You are viewing a plain text version of this content. The canonical link for it is here.
Posted to commits@spark.apache.org by ue...@apache.org on 2017/09/23 15:05:28 UTC

spark git commit: [SPARK-22109][SQL] Resolves type conflicts between strings and timestamps in partition column

Repository: spark
Updated Branches:
  refs/heads/master 50ada2a4d -> 04975a68b


[SPARK-22109][SQL] Resolves type conflicts between strings and timestamps in partition column

## What changes were proposed in this pull request?

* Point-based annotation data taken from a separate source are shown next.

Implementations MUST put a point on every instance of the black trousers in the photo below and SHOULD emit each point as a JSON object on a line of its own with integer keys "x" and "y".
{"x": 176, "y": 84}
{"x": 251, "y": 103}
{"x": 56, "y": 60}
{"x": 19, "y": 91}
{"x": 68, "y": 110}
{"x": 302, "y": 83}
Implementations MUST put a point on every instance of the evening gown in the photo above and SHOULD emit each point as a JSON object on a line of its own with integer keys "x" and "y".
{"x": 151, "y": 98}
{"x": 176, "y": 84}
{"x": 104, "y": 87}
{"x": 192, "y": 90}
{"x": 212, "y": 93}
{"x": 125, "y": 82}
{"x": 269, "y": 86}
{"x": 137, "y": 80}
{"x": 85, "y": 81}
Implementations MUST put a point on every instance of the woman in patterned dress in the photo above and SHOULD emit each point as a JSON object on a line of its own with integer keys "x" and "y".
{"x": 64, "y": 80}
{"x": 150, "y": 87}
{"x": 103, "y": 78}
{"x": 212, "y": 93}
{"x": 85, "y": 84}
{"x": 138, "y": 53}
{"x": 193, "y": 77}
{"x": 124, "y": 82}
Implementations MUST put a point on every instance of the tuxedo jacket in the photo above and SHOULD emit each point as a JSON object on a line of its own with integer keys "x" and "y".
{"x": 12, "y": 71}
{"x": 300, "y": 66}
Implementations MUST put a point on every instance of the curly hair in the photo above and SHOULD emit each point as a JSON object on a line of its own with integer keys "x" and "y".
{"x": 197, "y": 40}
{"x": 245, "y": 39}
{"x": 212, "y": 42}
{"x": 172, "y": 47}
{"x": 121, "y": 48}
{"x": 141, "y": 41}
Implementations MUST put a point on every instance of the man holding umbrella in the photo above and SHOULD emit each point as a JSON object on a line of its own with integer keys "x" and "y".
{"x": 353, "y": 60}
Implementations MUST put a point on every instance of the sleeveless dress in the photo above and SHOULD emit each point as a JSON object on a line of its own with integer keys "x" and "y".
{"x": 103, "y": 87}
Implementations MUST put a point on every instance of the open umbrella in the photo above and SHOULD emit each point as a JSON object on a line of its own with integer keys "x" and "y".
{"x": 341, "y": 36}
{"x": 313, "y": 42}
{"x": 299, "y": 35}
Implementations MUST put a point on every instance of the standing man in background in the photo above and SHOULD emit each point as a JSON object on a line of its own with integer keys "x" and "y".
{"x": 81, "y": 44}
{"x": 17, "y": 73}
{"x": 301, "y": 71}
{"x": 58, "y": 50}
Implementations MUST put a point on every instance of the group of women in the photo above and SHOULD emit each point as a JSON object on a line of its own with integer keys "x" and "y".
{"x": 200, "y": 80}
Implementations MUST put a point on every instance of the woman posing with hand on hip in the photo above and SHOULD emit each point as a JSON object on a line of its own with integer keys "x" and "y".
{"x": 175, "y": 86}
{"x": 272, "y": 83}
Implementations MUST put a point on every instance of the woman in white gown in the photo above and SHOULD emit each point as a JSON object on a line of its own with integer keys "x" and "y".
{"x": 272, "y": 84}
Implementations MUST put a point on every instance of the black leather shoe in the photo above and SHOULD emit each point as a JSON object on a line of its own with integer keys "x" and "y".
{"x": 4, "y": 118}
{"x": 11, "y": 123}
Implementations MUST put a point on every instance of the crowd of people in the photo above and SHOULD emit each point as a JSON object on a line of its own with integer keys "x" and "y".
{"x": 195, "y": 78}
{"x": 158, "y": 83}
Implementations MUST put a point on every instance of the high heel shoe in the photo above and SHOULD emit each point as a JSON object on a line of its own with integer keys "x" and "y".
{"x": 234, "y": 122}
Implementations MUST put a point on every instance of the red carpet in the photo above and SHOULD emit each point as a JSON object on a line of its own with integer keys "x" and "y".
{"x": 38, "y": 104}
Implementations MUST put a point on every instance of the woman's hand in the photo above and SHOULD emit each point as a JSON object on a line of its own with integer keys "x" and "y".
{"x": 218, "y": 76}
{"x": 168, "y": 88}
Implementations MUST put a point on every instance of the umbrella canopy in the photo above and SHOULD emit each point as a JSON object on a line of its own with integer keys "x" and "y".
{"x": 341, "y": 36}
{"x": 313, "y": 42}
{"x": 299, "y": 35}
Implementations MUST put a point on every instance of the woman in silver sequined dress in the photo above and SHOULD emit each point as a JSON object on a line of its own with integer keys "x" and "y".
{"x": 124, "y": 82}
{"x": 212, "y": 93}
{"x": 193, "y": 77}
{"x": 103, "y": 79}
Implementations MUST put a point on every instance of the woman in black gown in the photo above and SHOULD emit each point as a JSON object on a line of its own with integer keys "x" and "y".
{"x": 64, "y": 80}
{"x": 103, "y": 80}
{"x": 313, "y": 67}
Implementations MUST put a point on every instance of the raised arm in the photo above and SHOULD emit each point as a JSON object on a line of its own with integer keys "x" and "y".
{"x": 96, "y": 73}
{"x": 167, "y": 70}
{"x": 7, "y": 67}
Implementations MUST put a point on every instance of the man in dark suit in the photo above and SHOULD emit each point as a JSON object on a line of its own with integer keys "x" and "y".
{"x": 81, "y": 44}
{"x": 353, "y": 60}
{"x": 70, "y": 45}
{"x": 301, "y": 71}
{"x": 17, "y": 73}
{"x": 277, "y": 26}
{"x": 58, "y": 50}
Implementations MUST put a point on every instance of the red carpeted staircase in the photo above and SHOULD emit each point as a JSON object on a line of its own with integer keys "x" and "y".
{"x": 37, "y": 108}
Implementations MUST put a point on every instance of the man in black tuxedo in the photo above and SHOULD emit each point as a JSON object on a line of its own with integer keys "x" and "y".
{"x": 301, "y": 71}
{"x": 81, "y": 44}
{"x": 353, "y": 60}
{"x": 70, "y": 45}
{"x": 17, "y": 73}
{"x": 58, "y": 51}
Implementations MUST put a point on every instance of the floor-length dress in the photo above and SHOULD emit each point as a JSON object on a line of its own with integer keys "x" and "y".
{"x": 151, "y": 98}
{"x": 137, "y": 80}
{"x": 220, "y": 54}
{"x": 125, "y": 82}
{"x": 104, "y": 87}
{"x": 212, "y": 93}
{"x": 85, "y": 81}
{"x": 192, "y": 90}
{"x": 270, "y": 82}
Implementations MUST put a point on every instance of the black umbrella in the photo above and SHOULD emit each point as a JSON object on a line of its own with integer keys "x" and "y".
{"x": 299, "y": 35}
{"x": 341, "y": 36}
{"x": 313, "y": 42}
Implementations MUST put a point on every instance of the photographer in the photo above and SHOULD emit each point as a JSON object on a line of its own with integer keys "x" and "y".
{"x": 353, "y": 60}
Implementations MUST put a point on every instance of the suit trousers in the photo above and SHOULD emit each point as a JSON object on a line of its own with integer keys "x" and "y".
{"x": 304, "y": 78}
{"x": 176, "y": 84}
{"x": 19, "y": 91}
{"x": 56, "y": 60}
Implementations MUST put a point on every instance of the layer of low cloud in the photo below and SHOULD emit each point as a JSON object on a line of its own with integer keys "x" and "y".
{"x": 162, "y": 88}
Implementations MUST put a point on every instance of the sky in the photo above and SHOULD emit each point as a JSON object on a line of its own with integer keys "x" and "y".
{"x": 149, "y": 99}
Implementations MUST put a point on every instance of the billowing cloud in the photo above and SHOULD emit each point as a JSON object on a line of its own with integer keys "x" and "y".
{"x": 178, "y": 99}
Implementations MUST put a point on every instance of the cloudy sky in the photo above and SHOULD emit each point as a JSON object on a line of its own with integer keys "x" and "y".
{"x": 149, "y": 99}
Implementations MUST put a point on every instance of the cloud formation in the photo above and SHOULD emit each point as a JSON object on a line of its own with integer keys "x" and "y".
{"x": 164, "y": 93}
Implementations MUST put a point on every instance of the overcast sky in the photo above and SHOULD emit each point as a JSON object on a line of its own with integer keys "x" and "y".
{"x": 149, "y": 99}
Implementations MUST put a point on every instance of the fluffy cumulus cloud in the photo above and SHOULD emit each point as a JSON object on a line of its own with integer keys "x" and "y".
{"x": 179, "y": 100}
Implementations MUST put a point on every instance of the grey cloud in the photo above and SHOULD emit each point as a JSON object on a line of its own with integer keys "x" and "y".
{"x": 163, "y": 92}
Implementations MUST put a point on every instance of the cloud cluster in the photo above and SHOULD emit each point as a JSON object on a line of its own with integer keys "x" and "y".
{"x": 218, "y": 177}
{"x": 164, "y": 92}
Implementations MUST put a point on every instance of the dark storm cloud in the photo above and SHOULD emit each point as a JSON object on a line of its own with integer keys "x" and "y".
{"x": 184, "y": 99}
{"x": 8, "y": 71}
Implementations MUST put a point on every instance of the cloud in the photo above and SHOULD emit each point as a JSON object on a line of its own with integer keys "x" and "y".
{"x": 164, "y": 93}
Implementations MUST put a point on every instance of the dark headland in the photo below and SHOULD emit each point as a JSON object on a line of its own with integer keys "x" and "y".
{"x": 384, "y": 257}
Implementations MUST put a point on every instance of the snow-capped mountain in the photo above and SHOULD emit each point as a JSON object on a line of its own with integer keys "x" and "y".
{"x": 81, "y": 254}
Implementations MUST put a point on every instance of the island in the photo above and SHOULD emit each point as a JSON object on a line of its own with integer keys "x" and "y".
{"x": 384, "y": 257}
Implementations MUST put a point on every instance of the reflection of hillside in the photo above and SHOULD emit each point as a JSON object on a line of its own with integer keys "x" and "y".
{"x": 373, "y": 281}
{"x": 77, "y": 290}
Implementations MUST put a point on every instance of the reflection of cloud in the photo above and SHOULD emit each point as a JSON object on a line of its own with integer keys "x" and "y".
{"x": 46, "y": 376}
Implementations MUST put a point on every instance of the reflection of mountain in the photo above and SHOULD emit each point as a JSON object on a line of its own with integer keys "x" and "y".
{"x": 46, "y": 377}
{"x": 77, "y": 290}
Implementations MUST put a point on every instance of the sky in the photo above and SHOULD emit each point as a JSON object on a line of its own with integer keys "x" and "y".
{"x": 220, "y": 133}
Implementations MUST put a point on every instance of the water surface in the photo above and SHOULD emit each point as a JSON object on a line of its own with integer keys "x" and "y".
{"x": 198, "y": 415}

This PR proposes to resolve the type conflicts in strings and timestamps in partition column values.
It looks we need to set the timezone as it needs a cast between strings and timestamps.

```scala
val df = Seq((1, "2015-01-01 00:00:00"), (2, "2014-01-01 00:00:00"), (3, "blah")).toDF("i", "str")
val path = "/tmp/test.parquet"
df.write.format("parquet").partitionBy("str").save(path)
spark.read.parquet(path).show()
```

**Before**

```
java.util.NoSuchElementException: None.get
  at scala.None$.get(Option.scala:347)
  at scala.None$.get(Option.scala:345)
  at org.apache.spark.sql.catalyst.expressions.TimeZoneAwareExpression$class.timeZone(datetimeExpressions.scala:46)
  at org.apache.spark.sql.catalyst.expressions.Cast.timeZone$lzycompute(Cast.scala:172)
  at org.apache.spark.sql.catalyst.expressions.Cast.timeZone(Cast.scala:172)
  at org.apache.spark.sql.catalyst.expressions.Cast$$anonfun$castToString$3$$anonfun$apply$16.apply(Cast.scala:208)
  at org.apache.spark.sql.catalyst.expressions.Cast$$anonfun$castToString$3$$anonfun$apply$16.apply(Cast.scala:208)
  at org.apache.spark.sql.catalyst.expressions.Cast.org$apache$spark$sql$catalyst$expressions$Cast$$buildCast(Cast.scala:201)
  at org.apache.spark.sql.catalyst.expressions.Cast$$anonfun$castToString$3.apply(Cast.scala:207)
  at org.apache.spark.sql.catalyst.expressions.Cast.nullSafeEval(Cast.scala:533)
  at org.apache.spark.sql.catalyst.expressions.UnaryExpression.eval(Expression.scala:331)
  at org.apache.spark.sql.execution.datasources.PartitioningUtils$$anonfun$org$apache$spark$sql$execution$datasources$PartitioningUtils$$resolveTypeConflicts$1.apply(PartitioningUtils.scala:481)
  at org.apache.spark.sql.execution.datasources.PartitioningUtils$$anonfun$org$apache$spark$sql$execution$datasources$PartitioningUtils$$resolveTypeConflicts$1.apply(PartitioningUtils.scala:480)
  at scala.collection.TraversableLike$$anonfun$map$1.apply(TraversableLike.scala:234)
  at scala.collection.TraversableLike$$anonfun$map$1.apply(TraversableLike.scala:234)
  at scala.collection.mutable.ResizableArray$class.foreach(ResizableArray.scala:59)
```

**After**

```
+---+-------------------+
|  i|                str|
+---+-------------------+
|  2|2014-01-01 00:00:00|
|  1|2015-01-01 00:00:00|
|  3|               blah|
+---+-------------------+
```

## How was this patch tested?

Unit tests added in `ParquetPartitionDiscoverySuite` and manual tests.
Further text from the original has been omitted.